I Would Rather Gouge My Own Eyeballs Out With A Dull Butter Knife Than Go To The Van Brunt Post Office In Brooklyn
or "Van Brunt Station is the Worst Post Office on the Planet"
or "How I Spent My Saturday Morning."
Let it be said: I love almost everything about my neighborhood except for my local post office.
We have to get expedited passports for Steph and the kids due to a potential trip to Ireland in February. It takes two weeks, so we're running out of time. So this week I spent a lot of time getting together all the required documentation, filling out the applications, getting passport photos, etc. This ain't cheap either - four expedited passports will cost about five hundred smackaroos.

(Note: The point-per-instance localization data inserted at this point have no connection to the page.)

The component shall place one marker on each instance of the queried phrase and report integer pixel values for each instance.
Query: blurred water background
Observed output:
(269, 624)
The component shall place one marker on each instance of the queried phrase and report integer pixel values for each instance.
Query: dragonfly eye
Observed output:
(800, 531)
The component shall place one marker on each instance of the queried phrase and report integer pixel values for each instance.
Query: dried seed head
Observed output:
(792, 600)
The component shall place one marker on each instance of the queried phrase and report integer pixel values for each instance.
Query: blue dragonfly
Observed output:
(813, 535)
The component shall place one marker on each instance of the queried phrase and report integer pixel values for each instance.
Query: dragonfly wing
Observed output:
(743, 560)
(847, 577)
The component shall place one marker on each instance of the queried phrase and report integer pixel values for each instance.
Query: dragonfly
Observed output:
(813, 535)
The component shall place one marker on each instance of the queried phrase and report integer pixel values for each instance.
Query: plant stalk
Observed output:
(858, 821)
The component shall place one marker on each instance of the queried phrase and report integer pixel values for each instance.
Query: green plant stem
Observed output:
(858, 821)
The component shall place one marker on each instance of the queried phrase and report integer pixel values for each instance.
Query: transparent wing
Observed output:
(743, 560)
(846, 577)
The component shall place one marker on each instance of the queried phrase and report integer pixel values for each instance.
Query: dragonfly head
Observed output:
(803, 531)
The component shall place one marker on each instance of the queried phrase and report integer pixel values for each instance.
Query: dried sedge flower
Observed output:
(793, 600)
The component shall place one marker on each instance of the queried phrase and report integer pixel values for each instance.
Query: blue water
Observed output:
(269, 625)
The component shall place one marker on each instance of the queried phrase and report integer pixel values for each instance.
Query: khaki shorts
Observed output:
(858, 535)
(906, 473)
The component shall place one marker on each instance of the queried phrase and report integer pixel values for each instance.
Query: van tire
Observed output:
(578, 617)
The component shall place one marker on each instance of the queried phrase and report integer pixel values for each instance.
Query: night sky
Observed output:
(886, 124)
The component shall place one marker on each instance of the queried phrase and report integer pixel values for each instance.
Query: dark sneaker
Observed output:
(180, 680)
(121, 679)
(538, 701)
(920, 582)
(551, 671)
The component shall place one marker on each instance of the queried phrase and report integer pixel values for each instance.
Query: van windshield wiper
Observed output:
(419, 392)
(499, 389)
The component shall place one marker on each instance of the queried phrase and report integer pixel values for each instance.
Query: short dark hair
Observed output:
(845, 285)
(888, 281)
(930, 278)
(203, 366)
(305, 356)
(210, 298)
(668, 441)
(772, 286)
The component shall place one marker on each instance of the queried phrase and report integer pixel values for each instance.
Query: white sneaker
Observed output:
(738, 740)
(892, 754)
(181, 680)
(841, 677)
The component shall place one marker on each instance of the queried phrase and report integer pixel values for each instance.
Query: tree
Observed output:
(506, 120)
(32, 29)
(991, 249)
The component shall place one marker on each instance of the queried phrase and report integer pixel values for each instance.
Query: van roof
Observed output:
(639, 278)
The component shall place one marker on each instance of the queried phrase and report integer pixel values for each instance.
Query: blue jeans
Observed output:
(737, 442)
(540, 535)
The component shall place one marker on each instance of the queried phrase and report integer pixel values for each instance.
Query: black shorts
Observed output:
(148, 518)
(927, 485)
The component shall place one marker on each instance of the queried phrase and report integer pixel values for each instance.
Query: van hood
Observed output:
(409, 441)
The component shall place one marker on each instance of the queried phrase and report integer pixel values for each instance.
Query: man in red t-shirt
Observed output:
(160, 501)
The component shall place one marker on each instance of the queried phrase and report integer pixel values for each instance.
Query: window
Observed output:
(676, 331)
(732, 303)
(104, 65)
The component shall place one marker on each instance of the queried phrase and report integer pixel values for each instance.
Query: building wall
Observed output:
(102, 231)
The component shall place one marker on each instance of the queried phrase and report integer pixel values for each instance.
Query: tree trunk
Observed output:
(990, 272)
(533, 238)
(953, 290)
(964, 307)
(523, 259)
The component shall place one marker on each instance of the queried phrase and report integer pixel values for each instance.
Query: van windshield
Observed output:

So I get all my crap together and check the State Department website to find out where I can apply, preferably on the weekend, since the kids will have to apply in person. Luckily, my local post office (Van Brunt Station) accepts applications as follows:

It's in the sixties this morning, so I hate to drag us all down to the post office, but it has to be done. It should also be noted that I dread going to Van Brunt Station anyway. The customer service is notoriously terrible there. They don't know how to manage a queue, so there are usually two or three nebulous groups of confused people waiting to go to mysteriously unmarked windows for services unknown. If you are lucky, you can get through one of the lines in 30-45 minutes. But that time is spent smashed into a smallish room with dozens of other rightfully angry and impatient Brooklynites. When you finally make it to the window, you are greeted by someone who must have just been kicked right in the face by somebody who looks exactly like you. The thing I don't understand is how someone can be so terribly angry and still move slower than molasses in January...
(This is not to even mention the mail delivery problems. Almost weekly, I get some mail that belongs to my neighbors. If a box is too big to put in our mailbox, the mailman leaves a note to come to Van Brunt, where you'll wait in one of those lines for an hour only to find out your package has been misplaced. Finally, if you subscribe to GQ magazine, like me, and the cover includes anything like a bikini, you can forget about that issue making it to your mailbox. Bottom line: If you want us to get it, don't mail it.)
So, back to the story, we get to Van Brunt about 11:20, which is later than I'd hoped, but still well ahead of the 12pm closing time. Miraculously, we make it to the front of the line at 12pm. As I push my well-organized set of application documentation across the desk, the lady snaps "The Passport Window Is Closed! We stop accepting passport applications at 11:30!"
......
Three babies, 40 minutes, a week of preparation, and now this. I sputter something about the web site hours and three kids and why am I the victim of such a vengeful God, to no avail. When I ask her why the hours are different than what the State Department says, I get this very helpful response: "I have no idea."
Needless to say, there is nothing in heaven or on earth that I can do to change this situation. The edict has been handed down from high atop the Postal Service Employee's throne and I must deal with it. This means that now I have to keep the kids out of school one day next week to apply for a passport. And you can bet your booty it won't be done at Van Brunt.
Okay I'm finished venting.


1 Comments:
i definitely would have slowed the line even longer to file a formal complaint, and asked the kids to politely scream at the top of their lungs, into the face of the postal worker until i was finished.
ahh, bureaucrats, you can't live with 'em...you can't take off your shoe and smack'em.